Crocin Suppresses Inflammatory Response in LPS-Induced Acute Lung Injury (ALI) Via Regulation of HMGB1/TLR4 Inflammation Pathway

Abstract

Acute lung injury (ALI) is a frequent consequence which has high morbidity and mortality in sepsis. The most significant pathogen hypothesized to be causing the formation of ALI in sepsis is thought to be lipopolysaccharide (LPS), a key endotoxin component of gram-negative bacteria. Although endotoxin-induced inflammation is a complex process, it can be artificially produced via administration of lipopolysaccharide (LPS) in Experimental sepsis models.

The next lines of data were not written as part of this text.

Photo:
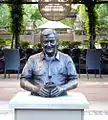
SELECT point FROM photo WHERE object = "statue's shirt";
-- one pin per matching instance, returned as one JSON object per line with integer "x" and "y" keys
{"x": 59, "y": 70}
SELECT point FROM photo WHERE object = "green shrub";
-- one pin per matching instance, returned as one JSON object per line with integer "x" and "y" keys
{"x": 103, "y": 43}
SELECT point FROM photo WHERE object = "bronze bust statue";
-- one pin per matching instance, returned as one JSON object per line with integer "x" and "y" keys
{"x": 49, "y": 73}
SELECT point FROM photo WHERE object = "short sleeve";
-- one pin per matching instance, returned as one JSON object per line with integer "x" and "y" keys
{"x": 71, "y": 70}
{"x": 28, "y": 68}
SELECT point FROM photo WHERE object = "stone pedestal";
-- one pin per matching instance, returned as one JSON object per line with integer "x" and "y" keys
{"x": 27, "y": 107}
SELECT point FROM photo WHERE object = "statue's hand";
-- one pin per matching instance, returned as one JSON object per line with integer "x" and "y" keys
{"x": 43, "y": 92}
{"x": 57, "y": 91}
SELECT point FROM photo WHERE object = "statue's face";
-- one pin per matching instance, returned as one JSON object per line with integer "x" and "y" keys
{"x": 50, "y": 44}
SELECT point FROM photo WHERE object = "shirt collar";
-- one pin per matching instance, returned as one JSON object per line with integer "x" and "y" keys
{"x": 57, "y": 55}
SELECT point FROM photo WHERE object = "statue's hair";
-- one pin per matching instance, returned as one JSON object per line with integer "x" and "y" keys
{"x": 48, "y": 32}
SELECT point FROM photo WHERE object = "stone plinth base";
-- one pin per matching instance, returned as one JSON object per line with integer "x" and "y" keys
{"x": 70, "y": 107}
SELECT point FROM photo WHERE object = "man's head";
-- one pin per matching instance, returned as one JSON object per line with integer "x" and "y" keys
{"x": 49, "y": 41}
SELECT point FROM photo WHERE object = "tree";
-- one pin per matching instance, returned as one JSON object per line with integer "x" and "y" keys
{"x": 4, "y": 15}
{"x": 16, "y": 15}
{"x": 90, "y": 18}
{"x": 102, "y": 10}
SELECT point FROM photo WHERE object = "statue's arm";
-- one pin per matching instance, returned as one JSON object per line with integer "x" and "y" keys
{"x": 72, "y": 80}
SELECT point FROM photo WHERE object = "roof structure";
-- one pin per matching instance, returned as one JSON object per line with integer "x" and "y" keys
{"x": 54, "y": 25}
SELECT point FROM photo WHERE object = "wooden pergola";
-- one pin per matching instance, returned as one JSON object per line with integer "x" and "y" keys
{"x": 90, "y": 4}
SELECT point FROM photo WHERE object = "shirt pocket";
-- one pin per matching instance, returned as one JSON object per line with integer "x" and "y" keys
{"x": 59, "y": 70}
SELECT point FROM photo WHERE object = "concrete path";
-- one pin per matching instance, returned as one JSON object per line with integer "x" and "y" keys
{"x": 95, "y": 90}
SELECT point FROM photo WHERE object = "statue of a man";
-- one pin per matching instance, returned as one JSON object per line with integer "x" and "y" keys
{"x": 49, "y": 73}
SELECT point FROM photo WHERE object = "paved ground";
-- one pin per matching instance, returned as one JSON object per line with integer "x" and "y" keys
{"x": 95, "y": 90}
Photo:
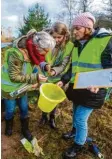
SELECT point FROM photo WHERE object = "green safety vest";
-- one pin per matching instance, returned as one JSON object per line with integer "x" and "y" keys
{"x": 51, "y": 60}
{"x": 90, "y": 57}
{"x": 6, "y": 84}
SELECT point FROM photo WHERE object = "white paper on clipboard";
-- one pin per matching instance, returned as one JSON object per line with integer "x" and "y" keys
{"x": 101, "y": 78}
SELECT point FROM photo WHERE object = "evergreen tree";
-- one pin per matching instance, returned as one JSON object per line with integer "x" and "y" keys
{"x": 36, "y": 19}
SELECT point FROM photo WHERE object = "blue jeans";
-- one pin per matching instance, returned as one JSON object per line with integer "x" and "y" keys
{"x": 10, "y": 106}
{"x": 80, "y": 119}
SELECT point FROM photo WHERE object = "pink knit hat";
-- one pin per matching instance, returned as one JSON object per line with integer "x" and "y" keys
{"x": 85, "y": 19}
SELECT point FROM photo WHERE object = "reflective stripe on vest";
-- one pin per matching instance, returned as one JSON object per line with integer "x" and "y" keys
{"x": 90, "y": 57}
{"x": 50, "y": 59}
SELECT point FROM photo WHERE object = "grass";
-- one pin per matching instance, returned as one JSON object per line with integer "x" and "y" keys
{"x": 100, "y": 129}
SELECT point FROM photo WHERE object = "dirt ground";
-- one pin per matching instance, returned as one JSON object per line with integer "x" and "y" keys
{"x": 100, "y": 129}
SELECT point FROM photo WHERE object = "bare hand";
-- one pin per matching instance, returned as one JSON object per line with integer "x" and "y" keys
{"x": 60, "y": 84}
{"x": 93, "y": 89}
{"x": 35, "y": 85}
{"x": 42, "y": 78}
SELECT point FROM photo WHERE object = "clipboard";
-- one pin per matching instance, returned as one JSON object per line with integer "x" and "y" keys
{"x": 100, "y": 78}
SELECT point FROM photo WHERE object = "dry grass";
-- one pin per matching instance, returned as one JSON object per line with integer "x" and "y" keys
{"x": 100, "y": 128}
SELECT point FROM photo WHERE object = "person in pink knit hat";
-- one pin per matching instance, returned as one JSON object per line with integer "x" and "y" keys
{"x": 92, "y": 51}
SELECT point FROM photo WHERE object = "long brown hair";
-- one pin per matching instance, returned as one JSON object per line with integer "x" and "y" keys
{"x": 61, "y": 29}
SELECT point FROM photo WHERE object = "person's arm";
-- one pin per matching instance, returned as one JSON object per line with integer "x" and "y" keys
{"x": 60, "y": 68}
{"x": 106, "y": 57}
{"x": 67, "y": 76}
{"x": 15, "y": 71}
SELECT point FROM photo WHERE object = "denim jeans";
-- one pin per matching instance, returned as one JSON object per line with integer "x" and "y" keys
{"x": 10, "y": 106}
{"x": 80, "y": 119}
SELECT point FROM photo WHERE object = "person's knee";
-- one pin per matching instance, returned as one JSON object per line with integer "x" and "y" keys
{"x": 81, "y": 123}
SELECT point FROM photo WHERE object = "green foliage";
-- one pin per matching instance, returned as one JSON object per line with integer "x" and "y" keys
{"x": 36, "y": 19}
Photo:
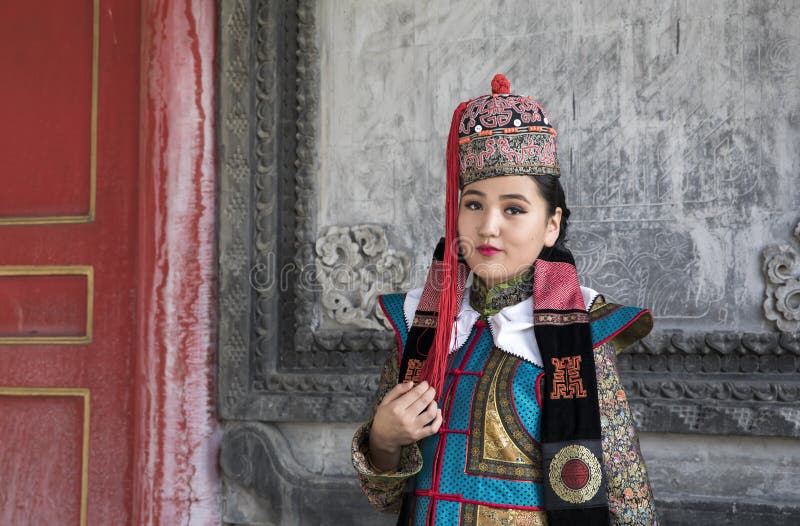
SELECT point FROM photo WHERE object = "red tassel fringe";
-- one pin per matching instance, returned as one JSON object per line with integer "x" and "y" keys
{"x": 436, "y": 364}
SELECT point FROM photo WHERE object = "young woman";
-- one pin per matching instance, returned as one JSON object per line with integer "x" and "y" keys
{"x": 501, "y": 404}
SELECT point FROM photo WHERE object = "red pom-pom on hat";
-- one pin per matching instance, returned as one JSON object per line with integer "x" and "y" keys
{"x": 500, "y": 85}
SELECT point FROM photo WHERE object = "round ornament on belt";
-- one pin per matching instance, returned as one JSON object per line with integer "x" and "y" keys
{"x": 575, "y": 474}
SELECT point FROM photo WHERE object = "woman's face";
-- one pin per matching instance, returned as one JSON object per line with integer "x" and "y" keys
{"x": 503, "y": 224}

The main objective of thisstudy isto determine possible anti-inflammatory effects of crocin (CRO) which has many biological properties such as anti-inflammatory, antioxidant, and anti-apoptotic in LPS-induced ALI. For this purpose, total 40 Wistar albino rats randomly divided into four groups, ten rats in per group: Control (no treatment), CRO (given 50 mg/kg crocin for 9 days), LPS (given 30 mg/kg LPS at 9th day), LPS+CRO (given 50 mg/kg crocin for 9 days and 30 mg/kg LPS at 9th day). After experimental protocol, rats were sacrificed and lung tissues were extracted for further analysis. Histological examinations were performed for detecting histopathological changes in the lung tissue and the changes in the HMGB1 and TLR4 expressions were determined via immunohistochemical staining. Hemorrhage, mononuclear cell infiltration and HMGB1 and TLR4 expressions significantly increased in the LPS group (p<0.05). However, CRO administrations exerted a strong protective effect on the lung tissues in terms of these parameters in LPS+CRO group (p<0.05). According to our results, we suggest that CRO can be considered as a protective agent against bacterial endotoxin induced ALI via inhibition of HMGB1/TLR4 pathway-mediated inflammatory response.